The opposition is making up something that does not exist and blowing things out of proportion. The most significant fact is that the university has acknowledged that the President graduated from there. He even scored a high grade, which is a source of pride to Nigerians and not a slap on their faces. The President applied to the university as a male and graduated as a male with excellent grades. Most Nigerians are more interested in how President Tinubu turned a gloomy Lagos to a dazzling model state with a robust master plan. They want him to achieve the same feat in Nigeria as a whole. People voted for him because of his Renewed Hope Agenda and because, unlike other politicians, he had a realistic plan. Nigerians have real problems and they need a man capable of solving these problems.
Some people have called on the President to resign because of the controversy, do you think that is extreme?
The President will never resign because that would spell doom for Nigeria. It would even be worse than June 12 because, unlike my father, he is a sitting President and has started exercising his executive powers in the interest of Nigerians. To ask him to resign would be like asking a mother to put her children back into her womb. However, I’m so disappointed with the opposition for going that far; approaching American courts when they knew they didn’t have a case. We are talking of a former Mobil treasurer and a two-term governor of the most sophisticated state in Africa’s most populous country. The whole thing is ridiculous. They (opposition) are acting as if we don’t have courts here in Nigeria, which makes me wonder why they want to rule a country they don’t believe in. I can’t believe that this is the same Vice-President Atiku who stepped down for my father and supported him during his presidential primaries. I wonder when Africans would stop embarrassing our continent abroad as if Africa has not suffered enough. The more I think of that case in the US, the more I see it as some kind of conspiracy reminiscent of when the Sani Abacha government took the State of New York to court for its decision to name a corner in New York after my mother, the late Alhaja Kudirat Abiola. May her soul rest in peace.

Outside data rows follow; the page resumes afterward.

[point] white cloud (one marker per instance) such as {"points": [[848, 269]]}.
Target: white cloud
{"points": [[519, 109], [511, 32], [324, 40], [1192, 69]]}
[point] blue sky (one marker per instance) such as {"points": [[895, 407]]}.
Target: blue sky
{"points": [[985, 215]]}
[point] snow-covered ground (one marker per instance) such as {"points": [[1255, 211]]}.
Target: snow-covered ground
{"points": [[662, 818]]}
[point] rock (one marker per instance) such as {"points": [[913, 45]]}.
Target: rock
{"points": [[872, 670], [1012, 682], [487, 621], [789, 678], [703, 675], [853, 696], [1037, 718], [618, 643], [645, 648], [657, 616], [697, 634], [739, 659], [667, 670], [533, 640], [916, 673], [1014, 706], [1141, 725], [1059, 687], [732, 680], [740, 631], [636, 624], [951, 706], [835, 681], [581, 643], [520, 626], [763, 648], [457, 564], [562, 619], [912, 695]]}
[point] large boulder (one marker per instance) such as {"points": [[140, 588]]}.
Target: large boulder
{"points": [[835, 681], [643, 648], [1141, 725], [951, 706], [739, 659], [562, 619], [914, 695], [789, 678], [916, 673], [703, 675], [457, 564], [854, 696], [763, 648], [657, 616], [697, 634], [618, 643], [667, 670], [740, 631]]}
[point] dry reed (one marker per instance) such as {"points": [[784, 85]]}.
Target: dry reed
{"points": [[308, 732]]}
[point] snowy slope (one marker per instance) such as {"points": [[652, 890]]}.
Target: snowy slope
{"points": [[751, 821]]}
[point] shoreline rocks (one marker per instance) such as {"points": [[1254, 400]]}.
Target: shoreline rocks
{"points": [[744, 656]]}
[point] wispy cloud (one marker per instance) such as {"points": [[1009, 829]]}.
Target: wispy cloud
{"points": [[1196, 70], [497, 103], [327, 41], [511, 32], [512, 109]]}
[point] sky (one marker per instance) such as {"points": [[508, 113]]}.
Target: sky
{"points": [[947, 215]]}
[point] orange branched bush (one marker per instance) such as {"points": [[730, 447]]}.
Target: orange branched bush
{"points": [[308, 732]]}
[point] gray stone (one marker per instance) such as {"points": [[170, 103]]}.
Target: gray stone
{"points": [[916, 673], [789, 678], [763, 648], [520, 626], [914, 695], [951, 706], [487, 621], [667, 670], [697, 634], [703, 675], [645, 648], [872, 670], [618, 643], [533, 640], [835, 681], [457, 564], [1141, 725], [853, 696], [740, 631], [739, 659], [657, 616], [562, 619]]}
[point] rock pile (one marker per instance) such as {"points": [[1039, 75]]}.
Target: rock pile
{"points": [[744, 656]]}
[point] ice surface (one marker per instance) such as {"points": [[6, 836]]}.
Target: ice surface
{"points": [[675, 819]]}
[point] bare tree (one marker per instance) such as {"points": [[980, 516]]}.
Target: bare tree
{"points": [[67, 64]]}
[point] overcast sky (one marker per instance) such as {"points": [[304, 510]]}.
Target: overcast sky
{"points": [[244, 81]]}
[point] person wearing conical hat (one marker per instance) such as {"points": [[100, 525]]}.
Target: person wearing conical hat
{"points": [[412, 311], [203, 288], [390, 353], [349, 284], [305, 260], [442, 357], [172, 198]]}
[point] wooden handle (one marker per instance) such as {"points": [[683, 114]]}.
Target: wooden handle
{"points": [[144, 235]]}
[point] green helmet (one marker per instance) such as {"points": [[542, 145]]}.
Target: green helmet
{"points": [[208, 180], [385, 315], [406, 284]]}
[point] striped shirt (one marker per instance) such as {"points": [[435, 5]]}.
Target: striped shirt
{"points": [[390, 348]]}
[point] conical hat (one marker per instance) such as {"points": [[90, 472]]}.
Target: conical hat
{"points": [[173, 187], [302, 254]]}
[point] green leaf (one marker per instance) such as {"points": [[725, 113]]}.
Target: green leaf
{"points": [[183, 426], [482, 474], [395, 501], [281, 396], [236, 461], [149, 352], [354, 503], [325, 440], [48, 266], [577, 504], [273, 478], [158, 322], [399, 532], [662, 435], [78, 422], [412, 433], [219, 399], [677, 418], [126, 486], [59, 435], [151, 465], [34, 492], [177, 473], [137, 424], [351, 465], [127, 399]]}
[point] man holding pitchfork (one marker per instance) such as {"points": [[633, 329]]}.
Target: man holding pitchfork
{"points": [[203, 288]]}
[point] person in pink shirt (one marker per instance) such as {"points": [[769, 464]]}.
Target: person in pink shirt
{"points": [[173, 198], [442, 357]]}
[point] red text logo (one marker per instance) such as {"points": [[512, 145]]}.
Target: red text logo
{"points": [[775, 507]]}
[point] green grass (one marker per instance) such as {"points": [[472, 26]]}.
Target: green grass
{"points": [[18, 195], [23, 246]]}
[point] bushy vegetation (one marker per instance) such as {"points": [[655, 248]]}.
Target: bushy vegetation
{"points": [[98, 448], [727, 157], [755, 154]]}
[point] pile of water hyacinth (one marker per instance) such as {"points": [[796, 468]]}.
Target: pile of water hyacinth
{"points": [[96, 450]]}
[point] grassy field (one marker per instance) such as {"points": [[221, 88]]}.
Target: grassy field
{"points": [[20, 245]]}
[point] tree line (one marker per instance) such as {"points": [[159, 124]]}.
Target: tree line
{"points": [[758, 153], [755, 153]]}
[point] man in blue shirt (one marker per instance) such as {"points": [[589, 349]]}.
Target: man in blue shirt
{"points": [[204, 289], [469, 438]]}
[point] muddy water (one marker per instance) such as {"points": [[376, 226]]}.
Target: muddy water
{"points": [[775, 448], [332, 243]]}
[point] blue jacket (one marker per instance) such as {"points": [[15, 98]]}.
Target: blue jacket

Do you think your parents would be happy about how democracy is faring in Nigeria today, given the circumstances of their death?
My parents were realistic people. They know that good things require time. They know that people need to sacrifice, which was why they willingly laid down their lives. I think they would be happy that Nigerians still believe in democracy and that the ship of democracy is being navigated by someone who did not only believe in democracy with words but also with action. With just a little patience Nigeria will benefit from a system fine-tuned over and over again to cushion the harsh consequences of a belated subsidy removal and previous reckless governance. As our amiable first lady, Senator Remi Tinubu, said recently, the President is not a magician. By the time this government widens its tax bracket in order to wage a full-scale war against poverty and unfolds its security strategy with successful results, no one would be in doubt that I knew what I was saying when I called President Bola Ahmed Tinubu the chosen one before his May 29, 2023 inauguration.
…You said in the past that Tinubu had things in common with your father, what are those things?
Yes, President Tinubu has some things in common with my father. A major reason why many of our leaders have failed is because they are not emotionally connected to the grass roots. They don’t feel what the average man feels and I wonder why they are like that. However, both President Tinubu and my late father seem to be more comfortable in the midst of the poor and vulnerable than they are in the midst of the high and mighty. Both men are also generous and bold enough to give all they have. This is crucial because their promises are never empty since they do more than they say, unlike most politicians.